Sleep/waking and EEG power spectra were investigated for 6 h periods in rats following administration of the essential amino acid L-tryptophan (40 mg/kg), the selective serotonin uptake inhibitor zimeldine (20 mg/kg), and following a combination of L-tryptophan and zimeldine. In contrast to earlier studies, L-tryptophan decreased waking and increased total slow wave sleep when administered late in the light phase (8 1/2 h after light onset). No sleep effects were seen after early light phase injections (2 h after lights on). In agreement with earlier studies, zimeldine initially increased wakefulness, followed by an increase in slow wave sleep-2. REM sleep was abolished after zimeldine treatment. Zimeldine increased EEG delta activity and decreased EEG activity above 7 Hz. L-Tryptophan potentiated the zimeldine induced increase in waking only when given early in the light phase. In a separate experiment, body temperature was monitored after L-tryptophan injections in both early and late light phase. A thermogenic effect of L-tryptophan was seen in the early light phase, while the opposite was seen in the late light phase. The data indicate diurnal differences in sleep/waking and temperature effects of a physiological dose of L-tryptophan.
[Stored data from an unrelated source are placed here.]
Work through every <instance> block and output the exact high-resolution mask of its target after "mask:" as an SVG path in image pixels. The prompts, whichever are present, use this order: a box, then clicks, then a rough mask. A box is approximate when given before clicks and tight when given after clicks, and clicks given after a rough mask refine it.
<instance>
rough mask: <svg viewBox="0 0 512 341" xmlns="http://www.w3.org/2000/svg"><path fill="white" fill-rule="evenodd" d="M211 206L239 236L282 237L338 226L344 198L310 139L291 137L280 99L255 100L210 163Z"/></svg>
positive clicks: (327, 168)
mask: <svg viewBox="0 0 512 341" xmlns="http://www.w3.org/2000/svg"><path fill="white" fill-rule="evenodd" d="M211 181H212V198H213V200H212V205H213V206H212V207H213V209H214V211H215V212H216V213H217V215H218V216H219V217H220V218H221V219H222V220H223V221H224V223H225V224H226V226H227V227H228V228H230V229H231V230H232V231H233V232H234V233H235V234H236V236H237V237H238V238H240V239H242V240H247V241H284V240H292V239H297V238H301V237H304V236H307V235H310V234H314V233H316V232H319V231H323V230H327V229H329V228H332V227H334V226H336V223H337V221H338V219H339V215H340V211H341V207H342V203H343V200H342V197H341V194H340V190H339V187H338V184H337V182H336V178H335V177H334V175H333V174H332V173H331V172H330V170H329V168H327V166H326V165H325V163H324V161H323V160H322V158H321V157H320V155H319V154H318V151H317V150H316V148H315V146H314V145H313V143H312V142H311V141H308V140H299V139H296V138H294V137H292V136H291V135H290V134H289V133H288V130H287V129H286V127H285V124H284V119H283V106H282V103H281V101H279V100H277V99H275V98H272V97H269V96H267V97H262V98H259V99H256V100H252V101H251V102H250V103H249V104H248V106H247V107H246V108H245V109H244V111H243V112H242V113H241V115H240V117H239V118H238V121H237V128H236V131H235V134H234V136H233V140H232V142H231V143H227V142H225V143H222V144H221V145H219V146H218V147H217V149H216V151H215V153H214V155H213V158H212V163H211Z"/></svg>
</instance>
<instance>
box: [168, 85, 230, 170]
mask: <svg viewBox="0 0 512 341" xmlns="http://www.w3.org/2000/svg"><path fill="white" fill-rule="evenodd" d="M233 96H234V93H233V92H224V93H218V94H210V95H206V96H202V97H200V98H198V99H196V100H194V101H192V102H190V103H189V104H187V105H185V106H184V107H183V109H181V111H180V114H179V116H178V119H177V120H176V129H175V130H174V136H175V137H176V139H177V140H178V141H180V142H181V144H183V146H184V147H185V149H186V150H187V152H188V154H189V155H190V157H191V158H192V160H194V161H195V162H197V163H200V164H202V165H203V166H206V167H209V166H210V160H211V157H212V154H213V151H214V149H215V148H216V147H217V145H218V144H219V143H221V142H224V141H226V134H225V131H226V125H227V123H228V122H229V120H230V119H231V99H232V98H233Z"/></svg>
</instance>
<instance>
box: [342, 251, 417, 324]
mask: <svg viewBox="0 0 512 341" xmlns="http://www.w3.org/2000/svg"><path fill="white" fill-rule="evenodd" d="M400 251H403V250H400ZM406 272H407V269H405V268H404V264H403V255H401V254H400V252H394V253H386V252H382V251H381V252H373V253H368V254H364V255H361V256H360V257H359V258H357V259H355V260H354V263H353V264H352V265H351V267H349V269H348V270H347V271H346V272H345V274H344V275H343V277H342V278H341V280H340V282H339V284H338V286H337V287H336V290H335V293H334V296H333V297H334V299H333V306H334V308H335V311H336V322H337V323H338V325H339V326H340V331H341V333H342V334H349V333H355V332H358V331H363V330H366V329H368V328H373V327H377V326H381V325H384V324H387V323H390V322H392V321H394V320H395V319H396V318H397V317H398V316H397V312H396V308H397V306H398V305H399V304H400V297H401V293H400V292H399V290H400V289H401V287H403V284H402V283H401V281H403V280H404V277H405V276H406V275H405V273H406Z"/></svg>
Sleep effects following intrathecal administration of the 5-HT1A agonist 8-OH-DPAT and the NMDA antagonist AP-5 in rats

The modulating effect of an intrathecally (i.t.) administered 5-HT1A agonist and an NMDA antagonist on sleep, waking and EEG power spectra was investigated in rats. The 5-HT1A agonist 8-hydroxy-2-(di-n-propylamino)tetralin (8-OH-DPAT) (38 nmol) increased total slow wave sleep (TSWS) and decreased waking over the 8 h recording period. The TSWS increase was mostly due to an increase in SWS1. Sleep latency to SWS1 was also reduced. The NMDA antagonist dl-2-amino 5-phosphonovaleric acid (AP-5) (31.5 nmol) reduced waking. SWS1 was increased, but TSWS was not changed. An increase in REM sleep was seen during the last part of the recording. Combined treatment with 8-OH-DPAT and AP-5 reduced waking and increased TSWS. No change in REM sleep was seen. There were no systematic changes in either waking, TSWS or REM fronto-frontal or fronto-parietal EEG power spectrum after any of the treatments. The results suggest that in the spinal cord stimulation of 5-HT1A receptors have a dampening effect on transmission of sensory information, leading to deactivation and thereby increased possibilities for sleep induction. Blockade of the NMDA receptors may also lead to a small dampening of sensory transmission with similar consequences.